Data Availability: Genomes derived from this study are publicly available at NCBI BioProject ID: PRJNA717363.

Funding: This study has been funded by a 2020 Research Grant from the European Society of Clinical Microbiology and Infectious Diseases (ESCMID; https://www.escmid.org/) awarded to DB. The funder played no role in the study design, data collection, analysis or drafting of the manuscript.

Competing interests: I have read the journal’s policy and the authors of this manuscript have the following competing interests: DLP has received research support from Shionogi, MSD and Pfizer and honoraria for speaking or advisory boards from MSD, Pfizer, Sumitomo, Biomerieux, Accelerate and Lyosvant.

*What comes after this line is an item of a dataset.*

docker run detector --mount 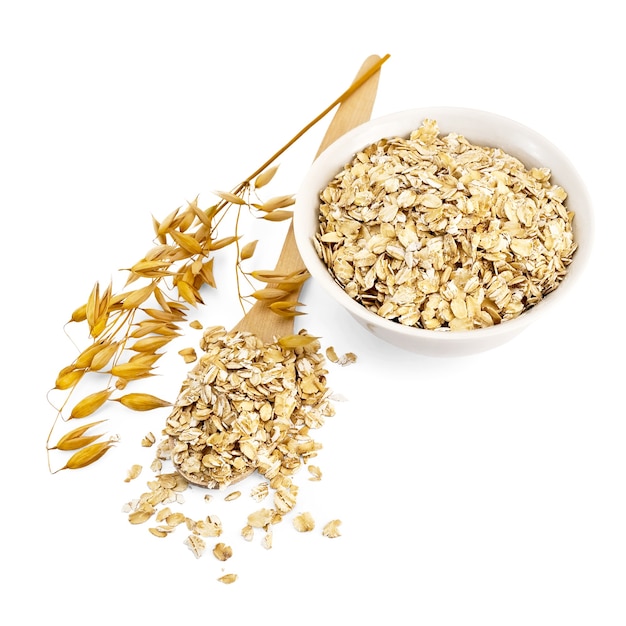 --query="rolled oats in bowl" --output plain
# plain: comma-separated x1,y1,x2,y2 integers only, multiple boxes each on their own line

PNAH reports grants from Shionogi, Merck (MSD) and Sandoz and honoraria for speaking or advisory boards from Pfizer, Sandoz and Sumitomo. All other authors declare no conflicts of interest.

Introduction

Burkholderia pseudomallei is an environmental gram-negative pathogen present in Asia, South America, Africa and the Pacific. The resulting disease, melioidosis, is endemic across northern tropical Australia, with occasional clusters appearing in more temperate climates such as Western Australia, Southeast Queensland and New South Wales. Studies of melioidosis in Australia are disproportionally inclusive of the Top End of the Northern Territory and its surrounds. This geographic area is made up of approximately one quarter indigenous Australians, most of which live in small remote communities/towns [1]. Indigenous Australians in this area are significantly more affected and have a greater burden of disease [2,3], while melioidosis has also been reported as the leading cause of fatal community-acquired bacteremic pneumonia in the region’s largest hospital [1].

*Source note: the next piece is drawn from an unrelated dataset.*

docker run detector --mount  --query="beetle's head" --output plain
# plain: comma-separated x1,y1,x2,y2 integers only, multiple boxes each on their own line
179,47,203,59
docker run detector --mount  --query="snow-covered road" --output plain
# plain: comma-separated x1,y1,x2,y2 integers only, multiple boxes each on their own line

The disease melioidosis, caused by B. pseudomallei infection, can present with an extensive range of disease manifestations including, but not limited to, pneumonia, sepsis, and skin and soft tissue abscesses [4]. Successful treatment can be compromised by the presence of CNS disease (e.g. encephalomyelitis, abscess, meningitis, cranial nerve impairment) [5]. As these infections are often sub-clinical, exhibit varying times to clinical presentation, have diverse clinical presentations and affect multiple other organs; they can be challenging cases to manage [5,6].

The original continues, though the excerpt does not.